The activity of the enzyme chitotriosidase is one of the biomarkers that has been proposed to monitor disease activity. This enzyme is produced by Gaucher cells, and its activity levels correlate with typical Gaucher manifestations, such as low platelet counts, and liver and spleen enlargement.
Yet, measuring chitotriosidase is technically complex and not standardized across laboratories, the researchers said.
Levels of the cytokine CCL18 in the blood have also been proposed as a biomarker for Gaucher. A cytokine is a molecule that regulates immune and inflammatory response.
Like chitotriosidase, CCL18 is also produced by Gaucher cells, and its higher concentration in the blood of people with Gaucher compared to the general population has been correlated with several signs and symptoms of the disease.
Although both have been used interchangeably as biomarkers of disease activity and severity, few studies have compared the accuracy between these biomarkers.
To address this gap, an international team performed a meta-analysis (a statistical analysis pooling data from multiple studies) to assess the accuracy of chitotriosidase and CCL18 in predicting disease severity in patients with type 1 Gaucher, the most common form of the disease.
The researchers used three online databases — Medline, Embase, and CENTRAL — to search for relevant studies published from 1995 t0 2017. Nine studies had data on individual participants. Ultimately, the analysis included 334 patients with type 1 Gaucher.
Patients were considered to have severe disease when their liver volume was at least 1.25-times higher than normal, spleen volume was at least 5-times higher than normal, hemoglobin levels were under 11 g/dL (normal range 12.0 to 17.5 g/dL), and platelet counts were under 100 x 109/L (normal range 150-450 x 109/L).

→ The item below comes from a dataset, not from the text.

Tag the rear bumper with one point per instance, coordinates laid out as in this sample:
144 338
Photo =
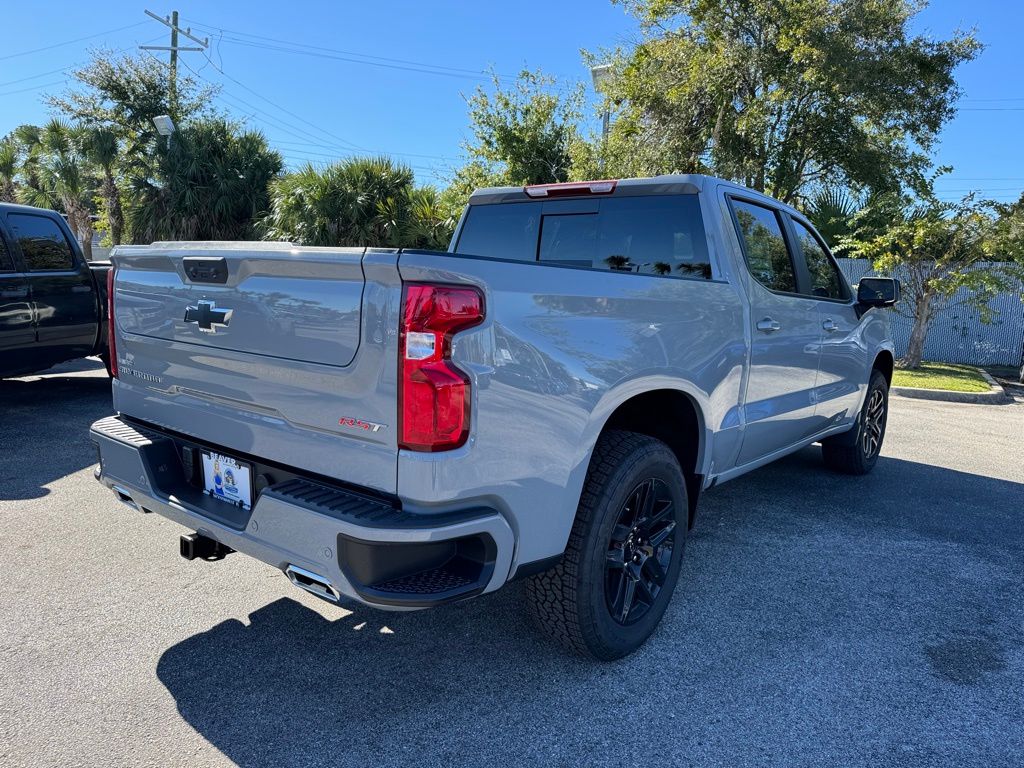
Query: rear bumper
366 548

Results revealed that, taken collectively as a compound primary outcome, these parameters were associated with a 5.3-fold increase in the mean activity levels of chitotriosidase, and with a 3.0-fold increase in the levels of CCL18 in the blood.

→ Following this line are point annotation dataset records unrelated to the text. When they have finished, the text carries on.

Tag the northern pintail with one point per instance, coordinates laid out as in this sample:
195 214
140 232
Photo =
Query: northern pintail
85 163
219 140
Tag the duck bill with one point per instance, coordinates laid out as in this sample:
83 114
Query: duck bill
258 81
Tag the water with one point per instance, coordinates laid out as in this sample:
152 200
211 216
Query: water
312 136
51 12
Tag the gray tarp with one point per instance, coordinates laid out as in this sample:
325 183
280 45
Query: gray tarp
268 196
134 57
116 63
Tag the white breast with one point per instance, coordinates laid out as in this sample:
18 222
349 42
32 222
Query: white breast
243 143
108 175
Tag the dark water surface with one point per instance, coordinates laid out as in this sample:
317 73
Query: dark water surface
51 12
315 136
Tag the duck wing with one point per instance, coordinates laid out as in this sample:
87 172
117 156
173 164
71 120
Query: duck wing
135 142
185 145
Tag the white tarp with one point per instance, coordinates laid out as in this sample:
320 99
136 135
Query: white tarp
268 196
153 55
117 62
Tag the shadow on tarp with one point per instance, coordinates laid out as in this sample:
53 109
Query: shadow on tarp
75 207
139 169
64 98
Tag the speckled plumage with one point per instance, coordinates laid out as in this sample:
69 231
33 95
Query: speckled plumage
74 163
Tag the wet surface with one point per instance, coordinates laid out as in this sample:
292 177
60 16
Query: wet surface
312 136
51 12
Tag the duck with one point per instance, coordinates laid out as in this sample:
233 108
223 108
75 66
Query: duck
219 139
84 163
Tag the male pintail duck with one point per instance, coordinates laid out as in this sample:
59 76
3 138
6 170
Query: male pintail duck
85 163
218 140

The accuracy of both biomarkers at distinguishing patients who met all criteria of severe disease were similar (0.82 for chitotriosidase activity and 0.84 for CCL18 levels). Combining the two biomarkers did not surpass the accuracy of CCL18 alone.
These estimates remained consistent in separate analyses of each included study, and across different age and treatment groups.
“In conclusion, CCL18 concentration is as accurate as chitotriosidase activity in assessing hematological [blood] and visceral parameters of GD [Gaucher disease] severity and can be measured in all GD patients,” the researchers wrote.
“This meta-analysis supports the use of CCL18 rather than chitotriosidase activity for monitoring GD activity in routine practice,” they added.